BNT: Weekly Wellness #004

Why you shouldn't eat like your trainer; and that's a good thing.

Why You Shouldn't Eat Like Your Trainer; And That's a Good Thing

I think after last week’s post most of you know what I am going to say. However, read along and maybe I will surprise you with something. When Googling “how to eat healthy” or “diets that work good for me.” Tons of trendy diets will come up. From vegetarian diets to all meat diets. However, the truth is that there is no one diet fits all. When it comes to calories, your intake should match your outtake. When it comes to specific foods some people may have intolerances to certain foods while another person may thrive off said food. And matter a fact the catch phrase, “variety is the spice of life,” attains to food too. Many diets that eliminate entire food groups may be worse for you. All in all, the nutrition should be tailored to YOUR body.

Eating Like a Normal Person

We all have a friend that went off the deep end with their diet. They can no longer join for dinner because it does not fit their “macronutrient breakdown.” They can’t go to events anymore, they are constantly miserable, and now they bring some not so delicious “healthy” cookies to the work party. While they may reach their fitness goals, they are miserable! Most of us go to the gym feel better and enhance our lives. Why should you just trap yourself by taking part in a super restricted diet that makes life less enjoyable?

Instead, here are some tips I recommend.

  1. Find a balance. Try to eat clean on the “normal nights” so when you have an abnormal night you can enjoy food. Eating a healthy and nutritious breakfast, lunch, and most dinners. That way when you do not have the option to eat healthy it is not as big of a deal. Some may call this the 80/20 or 90/10 rule.

  2. Use seasoning and have variety. Eating plain chicken broccoli and rice everyday gets old real fast. (Trust me I thought this was the way at one point.) Instead season your foods. Seasoning adds tremendous flavor with very few if any calories. Just watch your salt intake. Add variety. Switch up your veggies every couple days. Our bodies want variety. This assures we are getting different vitamins throughout the week. Switch your carbohydrates. Potatoes, rice, and tortillas have similar macronutrients and can keep meals interesting.

  3. Find recipes the whole family enjoys and make them often. Most people do not live alone and therefore don’t typically eat alone. If you can make healthy meals that everyone looks forward to in the house, then you all will benefit, and it will be easy to stick to.

  4. Do not stress when you mess up! This is the most important tip. One meal does not ruin your diet. One week does not ruin a years’ worth of effort. There will be times that you cannot or should not stick to your diet. After all, we already agreed we were eating healthy to enhance our lives.
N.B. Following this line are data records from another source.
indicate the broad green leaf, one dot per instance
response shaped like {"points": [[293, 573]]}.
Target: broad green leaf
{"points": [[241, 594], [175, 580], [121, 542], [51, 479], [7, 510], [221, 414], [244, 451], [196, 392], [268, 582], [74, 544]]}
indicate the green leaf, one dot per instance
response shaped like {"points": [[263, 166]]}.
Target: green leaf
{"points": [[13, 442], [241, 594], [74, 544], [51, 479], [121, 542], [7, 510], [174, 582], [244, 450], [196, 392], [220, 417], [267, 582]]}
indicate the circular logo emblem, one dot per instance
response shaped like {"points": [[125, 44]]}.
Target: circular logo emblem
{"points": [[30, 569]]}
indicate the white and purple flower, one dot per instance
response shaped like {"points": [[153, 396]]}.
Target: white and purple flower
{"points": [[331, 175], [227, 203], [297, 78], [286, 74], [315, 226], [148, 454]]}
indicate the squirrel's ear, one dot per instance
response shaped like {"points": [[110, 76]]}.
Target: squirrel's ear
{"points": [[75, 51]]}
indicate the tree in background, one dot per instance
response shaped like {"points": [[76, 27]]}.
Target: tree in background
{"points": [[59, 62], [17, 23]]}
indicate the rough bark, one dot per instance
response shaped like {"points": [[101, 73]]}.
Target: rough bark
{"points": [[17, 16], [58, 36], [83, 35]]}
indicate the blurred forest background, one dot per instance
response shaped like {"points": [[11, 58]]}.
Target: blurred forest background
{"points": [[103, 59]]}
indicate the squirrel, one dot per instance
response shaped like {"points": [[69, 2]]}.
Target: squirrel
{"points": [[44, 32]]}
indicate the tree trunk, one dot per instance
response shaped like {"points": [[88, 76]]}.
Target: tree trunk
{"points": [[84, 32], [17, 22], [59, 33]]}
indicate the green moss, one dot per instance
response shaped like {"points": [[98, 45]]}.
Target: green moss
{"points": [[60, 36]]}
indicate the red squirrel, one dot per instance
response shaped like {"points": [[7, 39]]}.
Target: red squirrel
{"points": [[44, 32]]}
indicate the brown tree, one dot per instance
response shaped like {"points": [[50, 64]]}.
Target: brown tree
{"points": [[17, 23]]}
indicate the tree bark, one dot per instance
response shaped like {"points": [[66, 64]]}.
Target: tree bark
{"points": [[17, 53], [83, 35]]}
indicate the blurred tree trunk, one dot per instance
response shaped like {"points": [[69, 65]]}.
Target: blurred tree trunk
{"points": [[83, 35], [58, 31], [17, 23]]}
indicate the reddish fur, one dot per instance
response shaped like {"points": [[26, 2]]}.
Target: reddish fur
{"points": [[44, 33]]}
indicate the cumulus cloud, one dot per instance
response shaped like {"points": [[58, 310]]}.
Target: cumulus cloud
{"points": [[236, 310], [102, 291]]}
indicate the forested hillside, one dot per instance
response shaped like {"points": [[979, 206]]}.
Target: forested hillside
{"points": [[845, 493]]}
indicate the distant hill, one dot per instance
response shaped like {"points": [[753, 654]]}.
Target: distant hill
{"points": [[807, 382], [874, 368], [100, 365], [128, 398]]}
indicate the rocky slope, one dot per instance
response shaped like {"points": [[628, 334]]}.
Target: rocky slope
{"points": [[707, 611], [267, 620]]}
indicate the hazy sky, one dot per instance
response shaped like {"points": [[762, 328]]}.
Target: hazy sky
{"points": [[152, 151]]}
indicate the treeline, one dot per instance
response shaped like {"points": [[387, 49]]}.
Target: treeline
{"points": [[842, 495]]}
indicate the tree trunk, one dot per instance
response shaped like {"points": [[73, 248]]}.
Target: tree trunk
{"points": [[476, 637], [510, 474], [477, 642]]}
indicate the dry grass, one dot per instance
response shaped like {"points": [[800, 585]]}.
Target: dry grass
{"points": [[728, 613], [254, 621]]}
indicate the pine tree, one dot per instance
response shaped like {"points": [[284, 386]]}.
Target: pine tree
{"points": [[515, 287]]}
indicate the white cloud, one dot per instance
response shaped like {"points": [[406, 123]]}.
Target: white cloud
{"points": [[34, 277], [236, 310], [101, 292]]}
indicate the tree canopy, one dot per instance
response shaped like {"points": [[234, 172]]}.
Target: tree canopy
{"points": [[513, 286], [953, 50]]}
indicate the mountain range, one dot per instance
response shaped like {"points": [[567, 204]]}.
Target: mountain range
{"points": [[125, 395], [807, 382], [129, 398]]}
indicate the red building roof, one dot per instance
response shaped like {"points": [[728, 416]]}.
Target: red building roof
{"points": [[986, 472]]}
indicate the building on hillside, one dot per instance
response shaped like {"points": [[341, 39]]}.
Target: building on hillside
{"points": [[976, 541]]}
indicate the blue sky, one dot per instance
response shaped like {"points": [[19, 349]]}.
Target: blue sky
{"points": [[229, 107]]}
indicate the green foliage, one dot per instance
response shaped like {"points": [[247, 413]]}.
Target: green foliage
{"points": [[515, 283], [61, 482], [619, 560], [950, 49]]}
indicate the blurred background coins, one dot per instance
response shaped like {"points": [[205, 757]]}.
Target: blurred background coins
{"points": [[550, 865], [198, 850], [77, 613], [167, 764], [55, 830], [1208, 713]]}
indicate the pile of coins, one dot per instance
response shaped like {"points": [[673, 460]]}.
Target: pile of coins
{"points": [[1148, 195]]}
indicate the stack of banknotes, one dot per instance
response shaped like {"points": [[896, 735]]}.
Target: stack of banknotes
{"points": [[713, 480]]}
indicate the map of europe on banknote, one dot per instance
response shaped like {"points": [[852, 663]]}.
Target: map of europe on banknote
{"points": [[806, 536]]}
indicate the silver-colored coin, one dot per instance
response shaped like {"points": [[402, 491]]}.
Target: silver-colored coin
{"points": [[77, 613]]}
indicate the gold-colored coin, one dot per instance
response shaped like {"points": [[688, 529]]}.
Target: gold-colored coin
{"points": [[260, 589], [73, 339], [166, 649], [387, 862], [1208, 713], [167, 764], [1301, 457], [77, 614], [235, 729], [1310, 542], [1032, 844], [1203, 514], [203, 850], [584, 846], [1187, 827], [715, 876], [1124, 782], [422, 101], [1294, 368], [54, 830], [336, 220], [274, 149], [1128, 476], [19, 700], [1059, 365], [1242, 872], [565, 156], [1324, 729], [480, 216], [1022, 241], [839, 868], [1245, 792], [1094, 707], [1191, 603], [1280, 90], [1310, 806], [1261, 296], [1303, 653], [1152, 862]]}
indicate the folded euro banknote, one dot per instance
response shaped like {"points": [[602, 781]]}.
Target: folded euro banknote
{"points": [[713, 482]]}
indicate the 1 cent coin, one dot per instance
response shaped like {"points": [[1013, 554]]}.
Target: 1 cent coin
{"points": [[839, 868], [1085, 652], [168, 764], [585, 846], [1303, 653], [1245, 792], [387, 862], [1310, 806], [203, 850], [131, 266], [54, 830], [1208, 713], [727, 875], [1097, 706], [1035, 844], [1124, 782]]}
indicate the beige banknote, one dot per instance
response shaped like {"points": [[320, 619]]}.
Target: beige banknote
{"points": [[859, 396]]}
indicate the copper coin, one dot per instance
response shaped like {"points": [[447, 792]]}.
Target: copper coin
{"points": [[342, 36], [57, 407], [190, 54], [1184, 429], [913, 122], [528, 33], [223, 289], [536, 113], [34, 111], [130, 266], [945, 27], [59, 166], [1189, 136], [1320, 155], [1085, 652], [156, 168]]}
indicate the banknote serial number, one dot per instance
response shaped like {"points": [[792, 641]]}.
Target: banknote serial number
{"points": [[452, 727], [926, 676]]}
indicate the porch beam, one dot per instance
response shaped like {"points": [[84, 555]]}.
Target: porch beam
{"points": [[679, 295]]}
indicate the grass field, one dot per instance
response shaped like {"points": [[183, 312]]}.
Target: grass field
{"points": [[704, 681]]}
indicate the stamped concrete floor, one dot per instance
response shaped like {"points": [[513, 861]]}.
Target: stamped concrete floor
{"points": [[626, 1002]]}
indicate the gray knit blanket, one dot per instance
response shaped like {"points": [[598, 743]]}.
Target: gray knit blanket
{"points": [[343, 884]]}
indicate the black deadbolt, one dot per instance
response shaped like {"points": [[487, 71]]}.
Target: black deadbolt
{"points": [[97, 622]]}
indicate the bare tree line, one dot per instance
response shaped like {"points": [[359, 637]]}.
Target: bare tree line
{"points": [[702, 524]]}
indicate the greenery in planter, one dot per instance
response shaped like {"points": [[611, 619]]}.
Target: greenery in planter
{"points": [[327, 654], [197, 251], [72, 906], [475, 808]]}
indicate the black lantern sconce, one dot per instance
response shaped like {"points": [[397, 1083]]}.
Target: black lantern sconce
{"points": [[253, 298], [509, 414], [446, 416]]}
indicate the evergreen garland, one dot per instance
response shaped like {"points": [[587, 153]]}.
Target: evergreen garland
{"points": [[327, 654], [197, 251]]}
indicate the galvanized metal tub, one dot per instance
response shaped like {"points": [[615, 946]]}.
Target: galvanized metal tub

Right?? What is important is when that dinner is over or when you get back from vacation you get back to cooking healthy foods. It may be hard at first, but it must be done.

Hungry ≠ Healthy

When people envision being healthy, they think suffering and starving themselves. Starving yourself only works for a short period of time. And it’s miserable. Starving yourself for a long period of time will not make you healthy. Should I repeat that again? When someone goes on a very hard diet with very little calories it can lead to loss of energy, hormone crashes, and burnout. Leaving you worse off than when you started and feeling hopeless. Being hungry sometimes is okay and probably even necessary. However, being hungry all the time even to the point of starving is not okay.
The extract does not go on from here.